Berkaca pada upaya mitigasi bencana Gunung Merapi di Yogyakarta, sebuah kerja sama yang harmonis antara pemerintah dan masyarakat memungkinkan relokasi warga yang tinggal di zona merah bahaya erupsi Merapi dapat direalisasikan dengan baik, walau tentu masih perlu penyempurnaan di sana-sini.

Upaya terus-menerus perlu dilakukan untuk menyadarkan masyarakat mengenai apa yang harus dilakukan apabila sewaktu- waktu terjadi gempa bumi dan tsunami. Sosialisasi dapat ditempuh melalui forum akademik di sekolah ataupun forum-forum informal di masyarakat. Masyarakat yang memiliki kesadaran atas bahaya gempa akan memiliki kepedulian atas keselamatan dirinya.
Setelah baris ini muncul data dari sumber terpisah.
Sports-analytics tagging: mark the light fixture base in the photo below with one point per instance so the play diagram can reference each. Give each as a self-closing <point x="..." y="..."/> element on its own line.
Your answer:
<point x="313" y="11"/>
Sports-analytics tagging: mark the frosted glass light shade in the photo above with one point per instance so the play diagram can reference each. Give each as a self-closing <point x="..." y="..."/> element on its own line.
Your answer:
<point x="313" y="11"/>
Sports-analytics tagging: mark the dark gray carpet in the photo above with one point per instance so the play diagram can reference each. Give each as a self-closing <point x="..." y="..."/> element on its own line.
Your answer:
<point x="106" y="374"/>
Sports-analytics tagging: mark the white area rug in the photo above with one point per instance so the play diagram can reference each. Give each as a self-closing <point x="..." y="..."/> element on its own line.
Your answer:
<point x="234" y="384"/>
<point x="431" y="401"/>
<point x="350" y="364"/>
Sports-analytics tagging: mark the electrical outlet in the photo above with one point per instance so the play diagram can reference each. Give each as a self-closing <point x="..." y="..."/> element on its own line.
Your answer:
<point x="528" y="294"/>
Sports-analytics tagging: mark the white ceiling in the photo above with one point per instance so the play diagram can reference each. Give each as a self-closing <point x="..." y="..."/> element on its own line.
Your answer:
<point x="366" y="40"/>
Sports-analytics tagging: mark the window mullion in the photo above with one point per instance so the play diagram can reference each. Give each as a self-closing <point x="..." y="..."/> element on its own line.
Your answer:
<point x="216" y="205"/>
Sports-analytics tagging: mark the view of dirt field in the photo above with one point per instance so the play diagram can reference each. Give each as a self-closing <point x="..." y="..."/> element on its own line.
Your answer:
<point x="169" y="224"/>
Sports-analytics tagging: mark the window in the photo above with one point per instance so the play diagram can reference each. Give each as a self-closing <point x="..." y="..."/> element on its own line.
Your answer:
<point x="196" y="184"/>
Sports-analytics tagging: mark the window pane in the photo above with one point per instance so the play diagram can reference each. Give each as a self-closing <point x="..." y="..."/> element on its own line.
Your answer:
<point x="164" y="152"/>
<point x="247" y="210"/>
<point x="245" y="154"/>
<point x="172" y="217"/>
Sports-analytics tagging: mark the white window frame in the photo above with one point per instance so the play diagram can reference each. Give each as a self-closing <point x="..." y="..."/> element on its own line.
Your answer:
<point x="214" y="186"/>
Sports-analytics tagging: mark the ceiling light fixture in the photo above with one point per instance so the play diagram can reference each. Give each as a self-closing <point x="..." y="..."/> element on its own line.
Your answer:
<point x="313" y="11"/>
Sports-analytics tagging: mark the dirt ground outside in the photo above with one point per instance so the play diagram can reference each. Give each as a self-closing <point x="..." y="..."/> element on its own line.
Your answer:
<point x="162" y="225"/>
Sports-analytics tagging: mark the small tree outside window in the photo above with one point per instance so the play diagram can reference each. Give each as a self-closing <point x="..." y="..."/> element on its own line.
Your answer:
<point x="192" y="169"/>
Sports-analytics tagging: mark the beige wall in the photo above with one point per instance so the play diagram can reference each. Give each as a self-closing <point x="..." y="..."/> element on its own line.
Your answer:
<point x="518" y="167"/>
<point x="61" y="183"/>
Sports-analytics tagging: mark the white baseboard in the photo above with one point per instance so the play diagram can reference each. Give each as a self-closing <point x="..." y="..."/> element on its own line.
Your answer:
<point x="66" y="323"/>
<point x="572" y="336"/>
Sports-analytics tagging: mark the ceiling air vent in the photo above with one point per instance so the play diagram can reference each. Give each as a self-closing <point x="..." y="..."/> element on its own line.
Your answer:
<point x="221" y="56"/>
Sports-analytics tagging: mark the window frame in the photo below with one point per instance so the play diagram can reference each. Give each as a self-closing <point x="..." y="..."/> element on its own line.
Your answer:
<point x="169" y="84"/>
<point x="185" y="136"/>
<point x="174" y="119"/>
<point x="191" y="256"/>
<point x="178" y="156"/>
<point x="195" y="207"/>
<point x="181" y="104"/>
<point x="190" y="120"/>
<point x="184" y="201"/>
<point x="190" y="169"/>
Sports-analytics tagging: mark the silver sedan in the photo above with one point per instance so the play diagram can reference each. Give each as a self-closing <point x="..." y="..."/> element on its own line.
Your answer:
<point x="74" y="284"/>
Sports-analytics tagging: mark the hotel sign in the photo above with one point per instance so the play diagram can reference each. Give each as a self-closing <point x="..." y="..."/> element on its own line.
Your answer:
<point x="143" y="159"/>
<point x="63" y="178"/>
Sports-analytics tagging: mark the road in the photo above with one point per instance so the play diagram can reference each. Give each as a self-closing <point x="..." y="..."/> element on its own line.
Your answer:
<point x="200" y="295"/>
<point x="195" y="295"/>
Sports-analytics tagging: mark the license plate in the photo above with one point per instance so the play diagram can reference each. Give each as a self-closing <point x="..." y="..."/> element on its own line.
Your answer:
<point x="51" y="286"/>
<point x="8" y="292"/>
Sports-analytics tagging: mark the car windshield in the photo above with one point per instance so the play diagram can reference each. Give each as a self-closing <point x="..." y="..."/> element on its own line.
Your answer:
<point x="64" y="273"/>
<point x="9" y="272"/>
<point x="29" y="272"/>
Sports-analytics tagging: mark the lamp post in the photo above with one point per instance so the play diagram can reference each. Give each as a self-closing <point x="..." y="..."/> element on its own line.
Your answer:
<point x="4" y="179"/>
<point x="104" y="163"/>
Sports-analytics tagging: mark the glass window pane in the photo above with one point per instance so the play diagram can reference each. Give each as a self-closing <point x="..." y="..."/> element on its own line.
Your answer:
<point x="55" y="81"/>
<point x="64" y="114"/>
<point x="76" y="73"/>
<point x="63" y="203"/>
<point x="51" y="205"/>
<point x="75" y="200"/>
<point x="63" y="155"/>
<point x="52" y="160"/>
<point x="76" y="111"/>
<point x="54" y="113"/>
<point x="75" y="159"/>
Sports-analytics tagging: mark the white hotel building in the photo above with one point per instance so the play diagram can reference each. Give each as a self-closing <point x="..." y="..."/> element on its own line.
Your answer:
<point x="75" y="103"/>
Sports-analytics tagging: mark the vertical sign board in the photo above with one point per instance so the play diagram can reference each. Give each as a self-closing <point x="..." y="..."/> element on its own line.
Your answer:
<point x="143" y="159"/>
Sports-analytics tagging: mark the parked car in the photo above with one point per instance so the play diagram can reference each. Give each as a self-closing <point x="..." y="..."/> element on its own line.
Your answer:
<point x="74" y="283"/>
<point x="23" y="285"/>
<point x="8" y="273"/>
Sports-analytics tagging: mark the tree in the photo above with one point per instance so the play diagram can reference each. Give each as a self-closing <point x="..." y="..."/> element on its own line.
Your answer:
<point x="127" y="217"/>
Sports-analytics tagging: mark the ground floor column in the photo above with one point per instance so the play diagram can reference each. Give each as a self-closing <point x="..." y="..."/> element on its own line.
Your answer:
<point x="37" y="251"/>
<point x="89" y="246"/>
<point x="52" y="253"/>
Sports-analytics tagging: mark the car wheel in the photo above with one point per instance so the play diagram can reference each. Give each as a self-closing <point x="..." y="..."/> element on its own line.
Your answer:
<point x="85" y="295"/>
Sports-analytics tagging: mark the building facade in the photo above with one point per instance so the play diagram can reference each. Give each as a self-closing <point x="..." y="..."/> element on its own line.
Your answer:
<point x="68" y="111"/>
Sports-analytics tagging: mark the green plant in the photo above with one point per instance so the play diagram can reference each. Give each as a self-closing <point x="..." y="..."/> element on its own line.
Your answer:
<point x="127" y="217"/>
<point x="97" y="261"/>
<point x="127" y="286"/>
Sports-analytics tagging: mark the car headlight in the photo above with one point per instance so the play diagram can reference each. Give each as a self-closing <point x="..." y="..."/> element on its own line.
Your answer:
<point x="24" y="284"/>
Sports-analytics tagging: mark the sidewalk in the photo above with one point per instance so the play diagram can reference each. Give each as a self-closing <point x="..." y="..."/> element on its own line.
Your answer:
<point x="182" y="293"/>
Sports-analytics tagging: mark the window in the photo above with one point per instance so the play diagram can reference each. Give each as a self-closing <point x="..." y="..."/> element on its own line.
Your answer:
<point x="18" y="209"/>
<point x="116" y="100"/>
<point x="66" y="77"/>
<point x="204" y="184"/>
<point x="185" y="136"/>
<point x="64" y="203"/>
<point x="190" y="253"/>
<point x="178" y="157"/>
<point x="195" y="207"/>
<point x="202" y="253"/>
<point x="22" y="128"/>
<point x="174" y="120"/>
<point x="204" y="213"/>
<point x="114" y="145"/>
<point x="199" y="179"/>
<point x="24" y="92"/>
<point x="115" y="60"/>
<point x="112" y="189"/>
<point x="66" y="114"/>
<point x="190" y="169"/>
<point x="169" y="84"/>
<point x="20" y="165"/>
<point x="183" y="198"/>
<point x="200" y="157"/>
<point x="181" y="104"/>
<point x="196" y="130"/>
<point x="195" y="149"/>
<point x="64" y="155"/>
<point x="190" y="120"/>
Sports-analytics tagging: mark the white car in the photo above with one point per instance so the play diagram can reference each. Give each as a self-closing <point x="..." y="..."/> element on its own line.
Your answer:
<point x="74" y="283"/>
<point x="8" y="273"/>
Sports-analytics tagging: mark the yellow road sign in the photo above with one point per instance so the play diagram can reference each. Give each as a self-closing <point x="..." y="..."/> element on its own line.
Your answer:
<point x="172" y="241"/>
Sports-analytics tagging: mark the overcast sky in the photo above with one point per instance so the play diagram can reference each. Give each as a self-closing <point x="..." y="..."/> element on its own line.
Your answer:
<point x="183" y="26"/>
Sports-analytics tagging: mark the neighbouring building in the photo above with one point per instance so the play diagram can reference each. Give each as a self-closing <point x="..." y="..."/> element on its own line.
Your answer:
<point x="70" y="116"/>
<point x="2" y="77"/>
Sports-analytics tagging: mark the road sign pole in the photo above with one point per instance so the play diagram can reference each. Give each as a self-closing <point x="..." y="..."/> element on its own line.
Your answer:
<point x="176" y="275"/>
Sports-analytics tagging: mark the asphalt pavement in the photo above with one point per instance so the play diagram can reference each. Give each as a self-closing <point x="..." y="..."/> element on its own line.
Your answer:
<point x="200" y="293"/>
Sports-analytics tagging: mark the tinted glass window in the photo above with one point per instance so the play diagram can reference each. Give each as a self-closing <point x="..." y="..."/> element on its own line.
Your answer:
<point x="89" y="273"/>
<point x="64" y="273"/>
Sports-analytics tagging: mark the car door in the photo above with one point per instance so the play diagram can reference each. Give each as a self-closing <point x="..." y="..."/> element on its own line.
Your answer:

Termasuk saat membangun rumah, mereka dengan kesadaran sendiri dapat membuat bangunan yang sesuai dengan standar kelayakan bangunan yang tahan gempa bumi.

Negara-negara Eropa bisa maju karena ada empat musim yang terjadi secara periodik, yang mengharuskan mereka memutar otak untuk bisa bertahan dan hidup secara nyaman. Posisi Indonesia yang diletakkan di daerah yang aktif secara tektonik, dengan periodisitasnya  yang masih sulit diketahui, bisa jadi soal berat yang diberikan oleh Tuhan untuk mendidik bangsa Indonesia menjadi bangsa yang maju, bangsa yang kuat.

Sebagaimana tagar #PaluKuat yang beredar sesaat setelah bencana gempa dan tsunami, kita sebagai bangsa perlu mendidik diri untuk sadar atas kondisi tersebut. Indonesia sadar bencana gempa, tsunami, dan erupsi gunung api: #IndonesiaKuat.